Jeff Miller
Department of Psychology
University of Otago
Dunedin, New Zealand

RegGen: A Program for \ Generating Regression Data Sets \[2ex] Version 1.2

RegGen: A Program for
Generating Regression Data Sets
Version 1.2

November, 2004



Copyright 1998, 2004, Jeff Miller.
DISCLAIMER: THIS SOFTWARE IS PROVIDED BY THE AUTHOR "AS IS" AND ANY EXPRESS OR IMPLIED WARRANTIES, INCLUDING, BUT NOT LIMITED TO, THE IMPLIED WARRANTIES OF MERCHANTABILITY AND FITNESS FOR A PARTICULAR PURPOSE ARE DISCLAIMED. IN NO EVENT SHALL THE AUTHOR BE LIABLE FOR ANY DAMAGES ARISING IN ANY WAY FROM THE USE OF THIS SOFTWARE.
This program and documentation may be duplicated and used without charge for any educational or noncommercial purposes.
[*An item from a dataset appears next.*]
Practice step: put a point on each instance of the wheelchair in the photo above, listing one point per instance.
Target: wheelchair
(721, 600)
If you do use this program, I would appreciate it if you would send me an acknowledgement email or letter saying so. I would also welcome bug reports and suggestions for improvement, although I can't promise fast action on those.
For commercial use, please contact the author.
Here are my contact details:
Prof Jeff Miller
Department of Psychology
Univ of Otago
Dunedin, New Zealand
email address: miller@psy.otago.ac.nz

Contents

1  Introduction
2  Installation
3  Running RegGen Interactively
4  Running RegGen With A Parameter File
5  Getting Output from RegGen
6  Fully Batch Operation

1  Introduction

This program was designed for use in teaching the statistical procedure known as Regression Analysis . It generates data sets for use as examples or practice problems.
The user specifies the number of cases (i.e., sample size), the number of variables per case, the mean and standard deviation of each variable, and the matrix of correlations between variables. The program then generates set of data satisfying these conditions exactly (up to some rounding error). The data are then written to a file for subsequent analysis by a statistical package.
A critical feature of RegGen is that the generated data satisfy the specified conditions almost exactly. For example, if you specify that a certain variable should have a mean of 100 and an SD of 10, the sample will have exactly that mean and SD, up to some small rounding error associated with the number of decimal places in the output. Thus, you specify the sample characteristics directly rather than specifying the underlying population values from which random samples are taken.

Back to table of contents

2  Installation

Copy the program RegGen.exe to any directory in your path.

Back to table of contents

3  Running RegGen Interactively

To start RegGen for an interactive run, simply type "reggen" at a command prompt.
You will see a brief warning message suggesting that it is better to use a parameter file. Ignore that message for now. The reason for it is explained in the next section.
The program will now ask you to specify the parameters of the desired data set, as in the following example.
Enter the desired number of cases : 20
Enter the desired number of variables : 2
Enter the desired correlation of var 1 with var 2 : 0.3
Variable 1: Desired mean : 100
Variable 1: Desired std dev : 10
Variable 1: Desired number of decimal places : 0
Variable 2: Desired mean : 100
Variable 2: Desired std dev : 10
Variable 2: Desired number of decimal places : 0

The user types in only the numbers at the far right of each line. I hope that most of this is self-explanatory. The only point that may deserve comment is the "number of decimal places." This option allows the user to specify whether the generated data values are to be whole numbers (0 decimal places), or to contain fractional parts measured to 1, 2, 3, etc decimal places.
After you have specified the parameters, RegGen will try to generate the data set. It will fail if the requested correlation matrix is impossible (as discussed further in the next section). In that case it halts with this message:
Requested correlation matrix is impossible.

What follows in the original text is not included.